Al mexicano le gusta quejarse del gobierno. “El gobierno no hace nada” y “todos son unos corruptos” son el Mantra Nuestro de todos los días.

 

 

Por un lado lo odia, pero por el otro lo idealiza. Cree que el gobierno debe cuidar de él y de su familia, erradicar todos los males de la sociedad, educarlo, darle trabajo, resolver los problemas de la comunidad y hasta cuidarlo de sí mismo. Si restringe libertades personales no importa. El gobierno debe ser un padre todopoderoso, omnipresente, omnisciente, omnipotente, sabio, justo y cariñoso.

El gobierno debe ser el dueño de los mares, de las montañas, de los minerales, del petróleo, de la energía eléctrica, de los ríos, de la salud, de la educación y de su trabajo.

 

Así debe ser. Él es el dueño de todo. Es el cacique, el Padre, el todopoderoso, el tlatoani.  Mientras otros pueblos defienden sus derechos y libertades, nosotros defendemos las del gobierno.

 

El gobierno debe protegerlo de la “inmoralidad” de los “vicios” y hasta de los “malos pensamientos”; el gobierno debe salvaguardar el ideal de ser humano que él no es pero al que aspira. No importa que lo maltrate, el fin justifica los medios.

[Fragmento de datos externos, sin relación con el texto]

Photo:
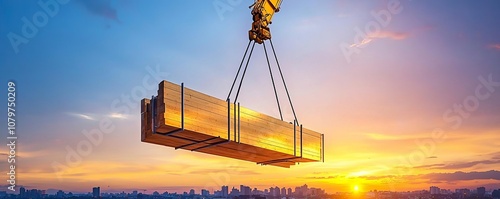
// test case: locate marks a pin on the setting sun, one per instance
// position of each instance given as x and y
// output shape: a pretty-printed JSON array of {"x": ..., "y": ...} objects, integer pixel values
[{"x": 356, "y": 188}]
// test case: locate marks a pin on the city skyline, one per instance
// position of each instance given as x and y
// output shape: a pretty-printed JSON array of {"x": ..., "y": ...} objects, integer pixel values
[
  {"x": 225, "y": 190},
  {"x": 407, "y": 93}
]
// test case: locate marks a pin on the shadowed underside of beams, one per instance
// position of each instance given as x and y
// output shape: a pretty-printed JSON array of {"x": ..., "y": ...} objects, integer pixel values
[{"x": 261, "y": 139}]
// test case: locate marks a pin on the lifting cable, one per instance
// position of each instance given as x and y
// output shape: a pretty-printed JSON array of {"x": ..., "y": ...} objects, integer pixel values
[{"x": 271, "y": 74}]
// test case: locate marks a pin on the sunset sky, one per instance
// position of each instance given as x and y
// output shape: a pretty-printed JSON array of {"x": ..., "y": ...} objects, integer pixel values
[{"x": 412, "y": 102}]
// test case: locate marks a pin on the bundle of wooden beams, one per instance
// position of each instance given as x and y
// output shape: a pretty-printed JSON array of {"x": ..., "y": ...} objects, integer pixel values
[{"x": 182, "y": 118}]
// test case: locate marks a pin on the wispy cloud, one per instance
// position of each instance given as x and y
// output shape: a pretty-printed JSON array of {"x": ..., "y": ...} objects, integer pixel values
[
  {"x": 102, "y": 8},
  {"x": 118, "y": 116},
  {"x": 459, "y": 165},
  {"x": 458, "y": 176},
  {"x": 381, "y": 35}
]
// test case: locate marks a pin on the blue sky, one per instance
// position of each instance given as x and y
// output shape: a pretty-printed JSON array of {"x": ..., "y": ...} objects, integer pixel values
[{"x": 78, "y": 67}]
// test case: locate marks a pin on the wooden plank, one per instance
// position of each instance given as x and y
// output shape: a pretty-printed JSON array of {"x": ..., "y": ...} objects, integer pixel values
[{"x": 263, "y": 138}]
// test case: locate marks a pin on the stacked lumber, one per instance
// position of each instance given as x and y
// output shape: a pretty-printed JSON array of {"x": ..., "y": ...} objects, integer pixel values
[{"x": 183, "y": 118}]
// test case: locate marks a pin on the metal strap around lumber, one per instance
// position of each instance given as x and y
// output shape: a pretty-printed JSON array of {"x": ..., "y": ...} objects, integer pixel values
[
  {"x": 239, "y": 122},
  {"x": 323, "y": 147},
  {"x": 294, "y": 138},
  {"x": 277, "y": 161},
  {"x": 301, "y": 140},
  {"x": 211, "y": 145},
  {"x": 197, "y": 142}
]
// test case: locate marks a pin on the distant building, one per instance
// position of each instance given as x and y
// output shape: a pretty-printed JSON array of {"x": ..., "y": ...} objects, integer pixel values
[
  {"x": 496, "y": 194},
  {"x": 205, "y": 192},
  {"x": 435, "y": 190},
  {"x": 245, "y": 190},
  {"x": 225, "y": 191},
  {"x": 60, "y": 194},
  {"x": 22, "y": 192},
  {"x": 234, "y": 192},
  {"x": 96, "y": 192},
  {"x": 481, "y": 191}
]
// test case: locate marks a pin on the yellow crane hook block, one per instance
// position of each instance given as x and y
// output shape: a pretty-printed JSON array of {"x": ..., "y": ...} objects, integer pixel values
[{"x": 183, "y": 118}]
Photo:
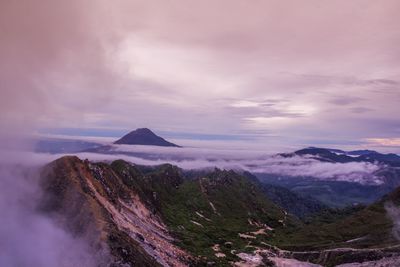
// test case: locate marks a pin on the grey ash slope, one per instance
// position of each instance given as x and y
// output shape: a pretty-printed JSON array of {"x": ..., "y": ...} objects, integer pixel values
[{"x": 144, "y": 136}]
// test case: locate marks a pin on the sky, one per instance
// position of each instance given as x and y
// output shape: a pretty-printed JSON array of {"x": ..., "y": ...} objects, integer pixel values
[{"x": 254, "y": 73}]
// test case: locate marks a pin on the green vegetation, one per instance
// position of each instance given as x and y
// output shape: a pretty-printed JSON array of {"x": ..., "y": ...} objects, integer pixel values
[{"x": 209, "y": 210}]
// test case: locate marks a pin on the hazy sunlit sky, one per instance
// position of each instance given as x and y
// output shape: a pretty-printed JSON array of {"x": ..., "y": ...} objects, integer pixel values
[{"x": 266, "y": 73}]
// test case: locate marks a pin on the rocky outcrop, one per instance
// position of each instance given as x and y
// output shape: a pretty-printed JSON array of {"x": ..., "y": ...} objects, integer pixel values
[{"x": 92, "y": 202}]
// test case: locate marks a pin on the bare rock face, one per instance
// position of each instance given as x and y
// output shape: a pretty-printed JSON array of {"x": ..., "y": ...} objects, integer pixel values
[
  {"x": 92, "y": 202},
  {"x": 156, "y": 216}
]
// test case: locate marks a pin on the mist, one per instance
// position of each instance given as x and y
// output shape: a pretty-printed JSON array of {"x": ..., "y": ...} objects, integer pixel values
[{"x": 27, "y": 237}]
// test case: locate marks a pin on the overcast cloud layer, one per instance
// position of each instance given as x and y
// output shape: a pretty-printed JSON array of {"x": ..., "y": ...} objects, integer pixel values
[{"x": 270, "y": 72}]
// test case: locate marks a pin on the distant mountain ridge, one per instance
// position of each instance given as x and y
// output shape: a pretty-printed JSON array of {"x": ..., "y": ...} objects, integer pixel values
[
  {"x": 144, "y": 136},
  {"x": 340, "y": 156}
]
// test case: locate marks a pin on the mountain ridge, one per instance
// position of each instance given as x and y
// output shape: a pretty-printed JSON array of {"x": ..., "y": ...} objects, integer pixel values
[{"x": 144, "y": 136}]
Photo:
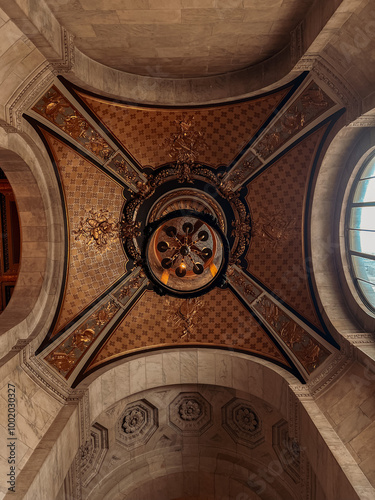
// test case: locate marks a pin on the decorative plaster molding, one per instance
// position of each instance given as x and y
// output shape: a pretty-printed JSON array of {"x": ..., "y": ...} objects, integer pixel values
[
  {"x": 190, "y": 413},
  {"x": 39, "y": 81},
  {"x": 338, "y": 364},
  {"x": 43, "y": 376},
  {"x": 324, "y": 71},
  {"x": 136, "y": 424},
  {"x": 296, "y": 43},
  {"x": 26, "y": 94},
  {"x": 66, "y": 63},
  {"x": 242, "y": 423}
]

Es un padre ausente que no logra cumplir con esa expectativa; es un padre alcohólico que ha abandonado a su familia, la sociedad mexicana y a su madre, la nación; se ha despilfarrado todo el dinero en vicios y mujeres; es un padre golpeador y represivo. Pero él lo perdona. En lugar de crecer y responsabilizarse de su propio destino, el mexicano quiere que su padre regrese al hogar y sea el proveedor confiable y amoroso que él añora.

“No importa que nos robe, mientras nos cumpla”.

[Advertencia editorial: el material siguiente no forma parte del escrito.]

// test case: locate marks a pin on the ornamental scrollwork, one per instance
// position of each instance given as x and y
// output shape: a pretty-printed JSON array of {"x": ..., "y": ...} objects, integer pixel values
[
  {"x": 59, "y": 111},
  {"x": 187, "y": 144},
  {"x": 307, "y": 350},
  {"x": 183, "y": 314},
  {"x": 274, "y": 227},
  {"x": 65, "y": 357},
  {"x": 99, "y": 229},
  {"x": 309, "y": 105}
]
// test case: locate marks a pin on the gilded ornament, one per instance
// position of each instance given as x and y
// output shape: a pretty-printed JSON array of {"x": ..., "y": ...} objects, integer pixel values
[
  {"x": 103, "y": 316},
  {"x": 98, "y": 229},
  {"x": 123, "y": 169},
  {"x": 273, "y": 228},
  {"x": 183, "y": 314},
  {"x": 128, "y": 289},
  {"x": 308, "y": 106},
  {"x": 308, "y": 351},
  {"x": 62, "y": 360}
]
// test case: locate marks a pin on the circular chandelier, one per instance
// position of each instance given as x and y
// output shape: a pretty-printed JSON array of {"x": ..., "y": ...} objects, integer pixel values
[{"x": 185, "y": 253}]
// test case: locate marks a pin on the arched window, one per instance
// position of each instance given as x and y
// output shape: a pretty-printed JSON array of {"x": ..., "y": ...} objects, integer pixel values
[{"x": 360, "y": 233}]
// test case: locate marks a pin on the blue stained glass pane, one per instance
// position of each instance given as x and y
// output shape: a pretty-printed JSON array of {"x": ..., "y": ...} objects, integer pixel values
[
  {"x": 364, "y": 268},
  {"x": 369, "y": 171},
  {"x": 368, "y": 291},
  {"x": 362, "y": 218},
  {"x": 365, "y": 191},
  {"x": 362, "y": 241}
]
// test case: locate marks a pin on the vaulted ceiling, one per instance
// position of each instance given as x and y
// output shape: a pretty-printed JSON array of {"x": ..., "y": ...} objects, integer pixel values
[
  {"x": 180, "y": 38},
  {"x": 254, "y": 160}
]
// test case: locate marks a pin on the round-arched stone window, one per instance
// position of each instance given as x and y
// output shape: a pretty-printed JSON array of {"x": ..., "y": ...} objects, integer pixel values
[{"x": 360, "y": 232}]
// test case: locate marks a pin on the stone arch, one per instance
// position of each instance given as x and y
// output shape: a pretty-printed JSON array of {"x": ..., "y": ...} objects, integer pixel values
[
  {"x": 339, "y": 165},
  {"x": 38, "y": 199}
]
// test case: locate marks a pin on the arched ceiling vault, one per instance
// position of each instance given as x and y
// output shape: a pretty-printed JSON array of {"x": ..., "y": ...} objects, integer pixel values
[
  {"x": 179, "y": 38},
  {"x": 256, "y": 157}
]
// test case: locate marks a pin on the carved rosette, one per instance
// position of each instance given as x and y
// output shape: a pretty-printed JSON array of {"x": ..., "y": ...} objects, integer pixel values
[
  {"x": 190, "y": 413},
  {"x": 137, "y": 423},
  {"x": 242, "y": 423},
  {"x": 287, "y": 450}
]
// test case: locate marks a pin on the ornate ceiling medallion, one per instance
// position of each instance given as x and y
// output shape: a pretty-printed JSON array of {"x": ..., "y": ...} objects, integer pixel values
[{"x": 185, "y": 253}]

Por eso, cada 6 años vota por un nuevo padre, alguien que ahora sí lo abrace y lo quiera. Se apasiona, se pinta de colores, se pelea con sus hermanos porque van a votar por otro o peor aun,  porque insisten en despertarlo de su sueño infantil y hacerlo crecer y madurar.

Luego se desilusiona y se enoja con el político en turno por haber usurpado el rol de padre; por haber quedado tan lejos del ideal.  Es momento de ilusionarse con alguien más. Un nuevo color, un nuevo lema, una nueva cara, una nueva esperanza para México.  

El mexicano se niega a analizar al sistema. “El problema no son las instituciones, sino las personas”. No logra ver las fallas estructurales, las políticas equivocadas, “las leyes son buenas”, las instituciones son buenas, nosotros somos los que les hemos fallado”, “mea culpa”, escogimos mal, escogeremos mejor en la siguiente.

El mexicano no quiere una relación adulto-adulto con el gobierno, él escoge ser el niño eterno en busca del padre ideal.  No piensa vigilarlo, cuestionarlo, responsabilizarlo o limitarlo. No quiere darse poder a sí mismo; no quiere pensar, analizar o madurar. Le gusta lloriquear y patalear, ese es su derecho.

Más de fondo, el mexicano se identifica con el mal gobierno. Él también es ese padre ausente, alcohólico, golpeador, irresponsable y gastador.  Y en ese tejido perverso de culpas propias y ajenas, el mexicano perpetúa el mito con el ritual de la elección. “Ahora sí” o quizá se muestra fatalista y triste porque nunca encontrará a su padre ideal “todos son iguales, no tiene caso votar”.

Vote o no vote, el mexicano no piensa crecer. Vota para quejarse o no vota, porque al quejarse no logra nada.  De cualquier manera, el mexicano se despoja de todo poder personal y se lo otorga al gobierno.  Confunde democracia con buen gobierno, confunde gobierno con dios y se destina a ser un don nadie, dueño de nada, impotente, insignificante, una víctima de la vida, una víctima del gobierno que lo es todo y a la vez, no le da nada. El mexicano ofrenda lo único que puede dar: su sacrificio personal, su calidad de víctima. 

“Padre mío que estás en mi corazón, ¿por qué  me has abandonado?”